In Berlin, Building a Future on a Troubled Past
Sunday, April 5, 2009; Page F02
"All right, who is interested in touring the nuclear fallout shelter?" asked the young, bespectacled museum guide. It was 4:30, the last tour of the day, and she had been on her feet for hours. With a little luck, no hands would go up.
Every hand went up. The woman uttered a deep, vaguely melodramatic sigh.
"All right. Follow me. Please."
We tiptoed behind her, all 25 of us, out the doors of the Story of Berlin -- the museum with the on-the-nose title -- and onto the Kurfurstendamm, once a bastion of louche bars and Sally Bowles-ready night life, later a bastion of Berlin capitalism when its first name was West, now a bastion of Japanese tour groups and general ho-hum-ness. (At least by comparison with a real fallout shelter, that is.)
Undaunted by our leader's ennui, the group crowded into a stairwell off the adjacent parking garage and descended several flights, our skin growing clammier with every step. At last we were herded into a small, dimly lit room. "Please undress completely and then shower," read a large sign on the wall, in English. We appealed to our guide.
"The German sign fell down," she said languidly, returning to her spiel. "The car park above your heads was built in 1974. As part of the deal, the owner was given financial incentives to build this shelter. It was designed to hold an absolute maximum of 3,600 people for a maximum amount of time of 14 days."
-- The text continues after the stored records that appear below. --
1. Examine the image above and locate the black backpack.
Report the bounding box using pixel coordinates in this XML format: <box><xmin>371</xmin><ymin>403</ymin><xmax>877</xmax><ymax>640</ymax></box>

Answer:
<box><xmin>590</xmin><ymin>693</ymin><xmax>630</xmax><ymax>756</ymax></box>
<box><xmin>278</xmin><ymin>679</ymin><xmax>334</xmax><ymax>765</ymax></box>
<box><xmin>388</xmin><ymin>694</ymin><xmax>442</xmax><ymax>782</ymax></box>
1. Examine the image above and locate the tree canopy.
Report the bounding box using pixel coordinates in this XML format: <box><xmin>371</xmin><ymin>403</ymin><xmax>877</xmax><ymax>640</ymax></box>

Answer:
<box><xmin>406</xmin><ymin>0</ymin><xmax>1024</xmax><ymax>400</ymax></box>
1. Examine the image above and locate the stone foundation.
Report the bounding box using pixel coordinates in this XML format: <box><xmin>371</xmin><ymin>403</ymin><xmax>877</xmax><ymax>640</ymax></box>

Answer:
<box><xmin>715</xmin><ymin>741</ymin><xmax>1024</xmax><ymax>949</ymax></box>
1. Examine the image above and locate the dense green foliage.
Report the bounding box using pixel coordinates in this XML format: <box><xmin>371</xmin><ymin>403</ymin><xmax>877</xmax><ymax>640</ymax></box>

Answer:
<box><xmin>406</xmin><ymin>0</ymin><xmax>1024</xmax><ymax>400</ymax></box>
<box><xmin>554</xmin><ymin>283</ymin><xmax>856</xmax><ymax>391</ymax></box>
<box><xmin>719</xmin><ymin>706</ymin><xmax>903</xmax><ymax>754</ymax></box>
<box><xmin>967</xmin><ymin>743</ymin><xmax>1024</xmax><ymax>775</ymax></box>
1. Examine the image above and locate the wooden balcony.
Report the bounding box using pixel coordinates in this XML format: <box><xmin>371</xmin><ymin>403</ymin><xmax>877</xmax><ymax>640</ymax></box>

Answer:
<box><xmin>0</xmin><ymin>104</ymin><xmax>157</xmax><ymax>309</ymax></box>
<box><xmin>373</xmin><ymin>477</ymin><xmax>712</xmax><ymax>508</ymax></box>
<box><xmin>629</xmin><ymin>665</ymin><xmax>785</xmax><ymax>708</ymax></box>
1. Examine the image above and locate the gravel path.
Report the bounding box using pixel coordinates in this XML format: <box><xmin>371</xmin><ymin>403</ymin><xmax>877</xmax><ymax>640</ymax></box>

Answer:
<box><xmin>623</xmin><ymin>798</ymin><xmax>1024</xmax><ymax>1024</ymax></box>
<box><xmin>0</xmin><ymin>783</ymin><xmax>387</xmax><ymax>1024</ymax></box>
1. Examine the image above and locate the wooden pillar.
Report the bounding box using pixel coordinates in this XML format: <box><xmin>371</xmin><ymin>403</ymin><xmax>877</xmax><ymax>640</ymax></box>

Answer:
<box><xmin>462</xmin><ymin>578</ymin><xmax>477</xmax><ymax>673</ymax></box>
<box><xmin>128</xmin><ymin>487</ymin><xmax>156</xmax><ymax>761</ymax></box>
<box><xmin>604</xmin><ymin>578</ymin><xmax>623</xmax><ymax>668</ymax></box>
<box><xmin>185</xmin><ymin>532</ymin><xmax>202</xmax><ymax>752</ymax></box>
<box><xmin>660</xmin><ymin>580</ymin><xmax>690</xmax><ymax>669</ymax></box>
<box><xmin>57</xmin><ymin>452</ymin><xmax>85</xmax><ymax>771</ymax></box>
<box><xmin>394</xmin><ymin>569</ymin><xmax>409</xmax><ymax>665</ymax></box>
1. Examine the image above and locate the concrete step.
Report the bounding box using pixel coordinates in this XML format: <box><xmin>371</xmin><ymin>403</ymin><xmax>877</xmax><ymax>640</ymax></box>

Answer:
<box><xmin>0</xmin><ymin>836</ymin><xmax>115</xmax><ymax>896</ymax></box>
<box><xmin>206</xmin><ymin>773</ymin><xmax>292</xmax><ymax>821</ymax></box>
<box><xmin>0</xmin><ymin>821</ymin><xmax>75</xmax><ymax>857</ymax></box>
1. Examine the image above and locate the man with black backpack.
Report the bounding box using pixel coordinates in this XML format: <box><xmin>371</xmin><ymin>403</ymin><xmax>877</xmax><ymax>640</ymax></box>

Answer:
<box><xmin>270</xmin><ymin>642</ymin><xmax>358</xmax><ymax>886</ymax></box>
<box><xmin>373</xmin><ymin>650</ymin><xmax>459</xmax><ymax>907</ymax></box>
"This would be used if there was a nuclear war?" asked an Italian man in heavily accented English.
"Uh-huh," said the guide.
"But what if you came in when the attack had already started? Would they let you in?" he continued.
The group did a collective pan left to the guide, who uttered another deep sigh. She seemed to be struggling to stifle a sarcastic response. Then, quietly:
"Yes, but you would need to shower first."